David and Sharon Welsh live in Montana. They have a house worth $400,000 -- which buys you a lot in Missoula (check out this 5 bedroom, 4 bath home with 4200+ square feet and two acres of land) -- and lots of equity in the home. They own three cars, an Airstream trailer, and two ATVs. They also earn nearly $100,000 every year, plus many additional thousands of dollars in Social Security benefits. In short, for Montana, they're rich.
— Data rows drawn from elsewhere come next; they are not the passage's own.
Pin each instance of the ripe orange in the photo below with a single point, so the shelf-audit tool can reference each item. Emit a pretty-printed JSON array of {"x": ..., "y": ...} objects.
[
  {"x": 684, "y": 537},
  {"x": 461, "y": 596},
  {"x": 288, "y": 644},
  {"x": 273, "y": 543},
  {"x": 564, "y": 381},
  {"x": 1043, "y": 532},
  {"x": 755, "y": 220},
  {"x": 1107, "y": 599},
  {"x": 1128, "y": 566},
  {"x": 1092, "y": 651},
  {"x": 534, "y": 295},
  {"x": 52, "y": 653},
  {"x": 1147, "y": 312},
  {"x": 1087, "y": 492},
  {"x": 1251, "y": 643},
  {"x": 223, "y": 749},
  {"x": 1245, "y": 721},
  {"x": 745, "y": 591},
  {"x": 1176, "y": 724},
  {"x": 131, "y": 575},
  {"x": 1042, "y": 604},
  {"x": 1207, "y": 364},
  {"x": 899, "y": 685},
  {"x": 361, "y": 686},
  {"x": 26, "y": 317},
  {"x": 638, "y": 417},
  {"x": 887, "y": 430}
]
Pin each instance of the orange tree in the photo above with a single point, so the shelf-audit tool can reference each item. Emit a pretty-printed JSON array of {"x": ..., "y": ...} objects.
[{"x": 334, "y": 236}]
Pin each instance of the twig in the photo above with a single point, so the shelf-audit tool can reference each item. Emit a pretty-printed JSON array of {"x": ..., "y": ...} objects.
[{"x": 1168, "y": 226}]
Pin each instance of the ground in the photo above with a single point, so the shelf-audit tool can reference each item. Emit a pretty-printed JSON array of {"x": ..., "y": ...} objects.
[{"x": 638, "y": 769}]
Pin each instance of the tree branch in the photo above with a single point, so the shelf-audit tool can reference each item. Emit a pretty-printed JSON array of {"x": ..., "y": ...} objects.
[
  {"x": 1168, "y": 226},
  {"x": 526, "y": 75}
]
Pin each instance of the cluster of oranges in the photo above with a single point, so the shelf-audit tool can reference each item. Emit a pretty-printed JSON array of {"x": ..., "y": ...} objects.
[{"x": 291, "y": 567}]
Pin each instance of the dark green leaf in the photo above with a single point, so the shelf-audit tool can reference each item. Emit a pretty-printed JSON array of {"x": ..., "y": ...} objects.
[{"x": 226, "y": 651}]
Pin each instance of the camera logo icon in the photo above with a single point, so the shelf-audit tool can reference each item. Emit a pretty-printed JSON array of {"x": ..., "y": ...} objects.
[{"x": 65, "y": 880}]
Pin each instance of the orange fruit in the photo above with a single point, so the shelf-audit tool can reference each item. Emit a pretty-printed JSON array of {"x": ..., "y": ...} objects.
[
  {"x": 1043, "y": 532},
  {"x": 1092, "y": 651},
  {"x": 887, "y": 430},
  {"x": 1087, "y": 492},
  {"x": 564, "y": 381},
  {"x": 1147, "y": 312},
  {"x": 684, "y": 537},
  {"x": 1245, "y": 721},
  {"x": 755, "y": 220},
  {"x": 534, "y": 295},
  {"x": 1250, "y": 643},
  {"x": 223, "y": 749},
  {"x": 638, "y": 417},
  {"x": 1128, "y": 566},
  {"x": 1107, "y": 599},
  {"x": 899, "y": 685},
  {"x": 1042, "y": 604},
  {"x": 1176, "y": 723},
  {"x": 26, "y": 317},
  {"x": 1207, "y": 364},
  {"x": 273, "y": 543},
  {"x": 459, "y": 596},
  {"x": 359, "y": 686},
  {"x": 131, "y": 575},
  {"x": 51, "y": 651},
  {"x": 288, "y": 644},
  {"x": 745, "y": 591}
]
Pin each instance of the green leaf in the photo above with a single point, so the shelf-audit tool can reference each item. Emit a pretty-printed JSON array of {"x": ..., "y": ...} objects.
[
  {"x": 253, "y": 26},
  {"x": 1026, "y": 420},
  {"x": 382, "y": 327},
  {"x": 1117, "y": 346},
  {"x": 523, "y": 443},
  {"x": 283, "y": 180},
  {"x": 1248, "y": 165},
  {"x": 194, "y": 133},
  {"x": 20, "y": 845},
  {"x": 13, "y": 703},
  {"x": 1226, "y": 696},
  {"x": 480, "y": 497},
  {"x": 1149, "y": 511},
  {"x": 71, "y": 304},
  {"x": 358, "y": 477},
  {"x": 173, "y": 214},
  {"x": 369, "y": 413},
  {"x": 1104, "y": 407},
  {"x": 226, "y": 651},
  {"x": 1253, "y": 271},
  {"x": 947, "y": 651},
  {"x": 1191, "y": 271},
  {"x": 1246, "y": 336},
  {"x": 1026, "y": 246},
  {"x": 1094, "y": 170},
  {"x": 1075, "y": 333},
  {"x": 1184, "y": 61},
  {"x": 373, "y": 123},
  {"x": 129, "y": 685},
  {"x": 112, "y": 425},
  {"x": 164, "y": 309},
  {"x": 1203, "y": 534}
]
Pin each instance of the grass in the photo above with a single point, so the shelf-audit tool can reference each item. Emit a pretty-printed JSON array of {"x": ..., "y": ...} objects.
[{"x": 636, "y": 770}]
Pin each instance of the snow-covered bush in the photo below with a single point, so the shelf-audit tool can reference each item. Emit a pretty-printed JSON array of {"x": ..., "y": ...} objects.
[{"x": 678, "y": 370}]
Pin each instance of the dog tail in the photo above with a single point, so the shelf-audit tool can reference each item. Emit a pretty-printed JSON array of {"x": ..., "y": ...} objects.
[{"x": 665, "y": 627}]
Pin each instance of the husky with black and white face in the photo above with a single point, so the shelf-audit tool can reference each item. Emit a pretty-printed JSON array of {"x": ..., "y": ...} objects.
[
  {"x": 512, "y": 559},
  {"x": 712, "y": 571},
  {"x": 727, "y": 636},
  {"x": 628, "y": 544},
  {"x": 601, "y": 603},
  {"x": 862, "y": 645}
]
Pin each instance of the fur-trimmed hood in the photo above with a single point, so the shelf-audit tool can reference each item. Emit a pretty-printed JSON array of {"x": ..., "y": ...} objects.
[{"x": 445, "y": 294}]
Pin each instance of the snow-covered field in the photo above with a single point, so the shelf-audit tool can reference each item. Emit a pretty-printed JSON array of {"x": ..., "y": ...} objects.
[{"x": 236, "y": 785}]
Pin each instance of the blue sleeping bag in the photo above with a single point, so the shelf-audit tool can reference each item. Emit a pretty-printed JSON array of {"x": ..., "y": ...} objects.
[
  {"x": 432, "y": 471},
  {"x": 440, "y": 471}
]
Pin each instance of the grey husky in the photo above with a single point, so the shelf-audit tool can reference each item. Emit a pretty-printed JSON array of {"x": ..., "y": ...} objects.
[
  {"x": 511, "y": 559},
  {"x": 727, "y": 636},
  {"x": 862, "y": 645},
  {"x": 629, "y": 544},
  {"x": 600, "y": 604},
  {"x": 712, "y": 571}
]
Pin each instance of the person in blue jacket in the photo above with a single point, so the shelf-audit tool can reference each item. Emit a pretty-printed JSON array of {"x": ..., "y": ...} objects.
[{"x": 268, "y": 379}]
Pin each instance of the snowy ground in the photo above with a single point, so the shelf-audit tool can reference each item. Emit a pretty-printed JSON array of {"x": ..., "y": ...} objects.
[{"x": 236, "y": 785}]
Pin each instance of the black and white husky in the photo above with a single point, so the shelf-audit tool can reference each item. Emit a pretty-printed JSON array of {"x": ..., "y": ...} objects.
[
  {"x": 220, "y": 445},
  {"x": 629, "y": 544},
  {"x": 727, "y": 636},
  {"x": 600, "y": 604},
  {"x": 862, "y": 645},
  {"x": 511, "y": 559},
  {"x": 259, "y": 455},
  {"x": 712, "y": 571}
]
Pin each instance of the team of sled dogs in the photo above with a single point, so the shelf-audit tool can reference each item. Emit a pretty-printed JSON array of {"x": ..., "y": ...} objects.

But, like many of us, they have debts. They cosigned their daughter's student loan and have a $50,000 line of credit with Bank of America. They don't feel like paying these debts. So they file for bankruptcy and propose a plan that has them continuing to pay off their secured debts (the house, cars, trailer, ATVs, etc.) but pay only $15,000 of their $180,000 unsecured debts. Despite the fact that their disposable income, even as calculated pursuant to the bankruptcy rules (e.g., excluding Social Security income), would allow them to make far more substantial payments.
The Ninth Circuit says that the debtors' plan was nonetheless required to be affirmed. Which indeed seems to be the case.
I'm all for giving people a fresh(ish) start. Though case like this one, while perhaps not the most egregious, might not give the bankruptcy rules a great name.